By now, baby can recognise you more clearly and you may have noticed her following with her eyes and ears – she can see and hear much better and is taking an interest in the world around her. Don’t be alarmed if she looks ‘crossed-eyed’ at times, this is because she still has trouble focusing on things at close range.
While baby is getting much stronger muscles doing bicycle kicks and waving her arms, you still need to support her neck and head when you are carrying her. ‘Tummy time’ as this age is important in helping baby strengthen those neck muscles. Put her down on her tummy for a few minutes at each awake time each day and she will try to lift her head up on her own. It will take a while before she can hold it up on her own though. Of course, never do tummy time in an unsafe area or leave baby unattended in this position. Some babies hate tummy time, others love it. Let your baby guide you, however, remember it’s an important developmental activity to do with your baby.
Try this: encourage baby communicate by having a conversation with her, even if it is rather one sided for now. She will love it! Place your face close to hers and talk happily. Then give her a chance to respond back. At this stage you may see attempted smiles, gurgles, or just her mouth move.
Listening to advice
Raising a baby is not easy. There’s so many decisions to make and things to learn and often a ton of information being thrown your way from everyone and everywhere. Some people are worried about over feeding or ‘spoiling’ their babies with too much attention, based on perhaps what an aunty or mother has advised them. Your baby actually needs lots of cuddling and holding and can never have too much of this. As for the size of your baby and feeding, your baby is growing rapidly at this stage and there is a lot of variation in what’s considered normal weight in babies. For example, a baby who was large at birth may not gain as much as a lower birth weight baby. And contrary to what you also may have been told, bottle fed baby’s are not always on the larger side. Try and forget all the generalisations.
Reliable signs your baby is getting enough milk
The most reliable way to tell if your baby is getting enough milk at this stage is to feed on demand, and check how many wet nappies they have are having. There should be 5 very wet nappies in a 24 hour period and usually 3 or more soiled nappies (or bowel movements) each day. Baby should be putting on weight and some length and head circumference, which can be assessed at her check-ups. Simply seeing if baby is contended after each feed is not reliable since some babies go through phases of feeding more frequently, or if they are breastfeed, choose to nurse for other reasons such as comfort.
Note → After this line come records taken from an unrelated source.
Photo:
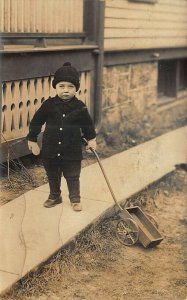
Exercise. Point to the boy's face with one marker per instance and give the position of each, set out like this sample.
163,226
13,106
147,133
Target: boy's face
65,90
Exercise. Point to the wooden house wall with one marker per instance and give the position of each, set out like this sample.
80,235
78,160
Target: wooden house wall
137,25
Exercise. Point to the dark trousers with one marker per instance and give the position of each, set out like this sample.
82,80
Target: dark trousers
71,169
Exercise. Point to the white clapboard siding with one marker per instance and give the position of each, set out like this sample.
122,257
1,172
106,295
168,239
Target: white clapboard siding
144,43
41,16
111,23
132,25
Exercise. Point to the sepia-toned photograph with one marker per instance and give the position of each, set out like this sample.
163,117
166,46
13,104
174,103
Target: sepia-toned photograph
93,149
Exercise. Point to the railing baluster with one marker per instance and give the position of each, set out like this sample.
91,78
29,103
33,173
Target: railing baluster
20,100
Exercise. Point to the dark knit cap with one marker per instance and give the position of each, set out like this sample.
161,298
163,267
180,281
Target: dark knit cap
67,73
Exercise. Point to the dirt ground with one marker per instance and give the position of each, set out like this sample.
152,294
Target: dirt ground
97,266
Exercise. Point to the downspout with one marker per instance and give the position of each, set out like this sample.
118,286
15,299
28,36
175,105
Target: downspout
99,57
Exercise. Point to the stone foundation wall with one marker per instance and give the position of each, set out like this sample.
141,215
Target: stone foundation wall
130,106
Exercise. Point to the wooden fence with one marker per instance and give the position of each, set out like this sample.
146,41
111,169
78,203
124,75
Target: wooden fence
21,99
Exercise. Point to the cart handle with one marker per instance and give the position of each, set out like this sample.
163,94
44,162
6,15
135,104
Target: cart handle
104,174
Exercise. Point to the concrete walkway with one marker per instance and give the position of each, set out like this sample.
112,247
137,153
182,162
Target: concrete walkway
30,233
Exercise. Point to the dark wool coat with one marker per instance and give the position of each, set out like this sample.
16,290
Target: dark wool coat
65,123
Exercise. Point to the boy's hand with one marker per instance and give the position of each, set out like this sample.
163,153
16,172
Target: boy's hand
34,147
91,144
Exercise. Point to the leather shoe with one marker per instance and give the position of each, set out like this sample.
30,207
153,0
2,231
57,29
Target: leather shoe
52,202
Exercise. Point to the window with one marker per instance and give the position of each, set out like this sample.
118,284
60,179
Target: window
172,77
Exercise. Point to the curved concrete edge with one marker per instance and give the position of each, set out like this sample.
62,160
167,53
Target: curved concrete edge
31,233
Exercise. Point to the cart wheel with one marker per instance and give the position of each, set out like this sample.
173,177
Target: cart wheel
152,219
127,232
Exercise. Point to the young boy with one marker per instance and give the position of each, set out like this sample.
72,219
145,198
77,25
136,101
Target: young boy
66,121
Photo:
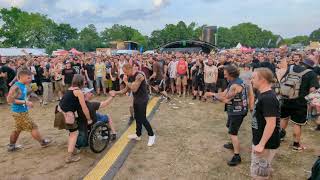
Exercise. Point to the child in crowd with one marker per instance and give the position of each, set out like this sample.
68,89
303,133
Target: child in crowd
20,105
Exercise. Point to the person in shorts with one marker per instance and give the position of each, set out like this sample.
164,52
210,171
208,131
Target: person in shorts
296,109
172,68
210,76
3,86
238,100
265,124
67,74
156,79
93,107
182,76
20,105
71,102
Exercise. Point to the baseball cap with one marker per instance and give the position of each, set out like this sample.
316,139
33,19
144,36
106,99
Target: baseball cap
87,90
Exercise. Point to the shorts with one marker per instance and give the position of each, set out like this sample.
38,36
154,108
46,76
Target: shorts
182,79
173,80
198,84
160,83
58,86
261,163
3,90
211,87
234,123
297,114
69,119
102,118
23,122
108,84
222,83
100,81
67,86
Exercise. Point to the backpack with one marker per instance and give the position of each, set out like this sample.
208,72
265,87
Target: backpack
290,84
315,174
182,68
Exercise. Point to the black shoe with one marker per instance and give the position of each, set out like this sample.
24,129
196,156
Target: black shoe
113,137
228,146
131,119
235,160
282,134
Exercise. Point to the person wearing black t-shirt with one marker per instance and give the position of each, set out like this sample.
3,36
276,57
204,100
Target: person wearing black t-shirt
76,65
45,78
265,124
136,83
238,99
296,109
89,72
67,75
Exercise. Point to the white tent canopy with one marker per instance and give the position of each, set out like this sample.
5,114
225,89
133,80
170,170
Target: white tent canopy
7,52
239,46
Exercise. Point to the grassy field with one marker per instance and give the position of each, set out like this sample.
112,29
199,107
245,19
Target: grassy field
190,135
189,146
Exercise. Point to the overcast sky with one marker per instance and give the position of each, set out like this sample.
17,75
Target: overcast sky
285,17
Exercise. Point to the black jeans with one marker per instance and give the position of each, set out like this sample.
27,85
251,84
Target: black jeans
140,110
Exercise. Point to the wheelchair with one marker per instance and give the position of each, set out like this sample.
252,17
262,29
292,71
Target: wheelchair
96,136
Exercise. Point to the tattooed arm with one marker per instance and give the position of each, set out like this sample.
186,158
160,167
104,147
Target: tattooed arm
134,86
229,95
13,94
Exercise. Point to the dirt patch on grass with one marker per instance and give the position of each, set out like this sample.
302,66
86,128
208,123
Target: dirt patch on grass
190,136
34,162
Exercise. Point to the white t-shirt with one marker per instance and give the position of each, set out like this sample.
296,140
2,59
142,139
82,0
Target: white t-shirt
172,68
121,64
211,74
33,70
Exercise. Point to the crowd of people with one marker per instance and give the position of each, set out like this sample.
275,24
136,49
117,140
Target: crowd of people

Month 1 Of What To Expect From Yourself
You are still probably losing a lot of sleep getting up for multiple night time feedings. It’s a good idea to establish a bedtime routine at this stage to ease baby into understanding that night time is for sleeping, as this will be important later. A simple bedtime routine can be a nice warm bath and then reading a book or baby massage before a cuddle and then sleep. Do not worry about ‘cuddling your baby to sleep’ at this stage or any other such sleep association. If it feels right to you, do it. Your baby is too young at this stage to be enforcing any sort of sleep training or being left to cry it out and current evidence now suggests doing so is not the best for baby.
” During feeding I’d heat up a heat pack and place it in my babies bassinet to warm the mattress, while I finished feeding. That way, when I placed baby back down into the bassinet, she wasn’t going from my warm arms to something icy cold, as the heat pack had warmed the surface of mattress. Seemed to work like a treat and she didn’t stir. ” Terri
If you’re finding it hard to wind back down after the hour long feeding and changing process in the middle of the night, try keeping only a very dim light on while you’re feeding and avoid ‘scrolling’ on your phone.
If your baby has not been weighed until now after the birth, this is a good time to do it. They will also check your baby’s length and head circumference. While you are getting this done at the health centre, clear any other doubts you may have about baby’s development.